In the demand model, students are workers who are obligated to do a better job. Blame is leveled by saying students “chose” not to study or “earned” a certain grade — conveniently removing all responsibility from educators and deflecting attention from the curriculum and the context in which it is taught. In their evaluations, teachers report whether students did what they were supposed to do. This mind-set often lurks behind even relatively enlightened programs that emphasize performance assessment and — a common buzzword these days — outcomes. (It also manifests itself in the view of education as an investment, a way of preparing children to become future workers.)
The support model, by contrast, helps children take part in an “adventure in ideas” (Nicholls and Hazzard 1993), guiding and stimulating their natural inclination to explore what is unfamiliar; to construct meaning; to develop a competence with and a passion for playing with words, numbers, and ideas.
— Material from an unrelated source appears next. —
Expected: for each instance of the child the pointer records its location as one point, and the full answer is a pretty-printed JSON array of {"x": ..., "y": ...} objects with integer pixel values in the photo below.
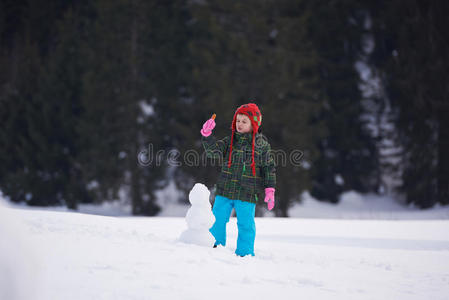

This approach meshes with what is sometimes called “learner-centered” learning, in which the point is to help students act on their desire to make sense of the world. In this context, student evaluation is, in part, a way of determining how effective we have been as educators. In sum, improvement is not something we require of students so much as something that follows when we provide them with engaging tasks and a supportive environment.
Here are five principles of assessment that follow from this support model:
1. Assessment of any kind should not be overdone. Getting students to become preoccupied with how they are doing can undermine their interest in what they are doing. An excessive concern with performance can erode curiosity — and, paradoxically, reduce the quality of performance. Performance-obsessed students also tend to avoid difficult tasks so they can escape a negative evaluation.
2. The best evidence we have of whether we are succeeding as educators comes from observing children’s behavior rather than from test scores or grades. It comes from watching to see whether they continue arguing animatedly about an issue raised in class after the class is over, whether they come home chattering about something they discovered in school, whether they read on their own time. Where interest is sparked, skills are usually acquired. Of course, interest is difficult to quantify, but the solution is not to return to more conventional measuring methods; it is to acknowledge the limits of measurement.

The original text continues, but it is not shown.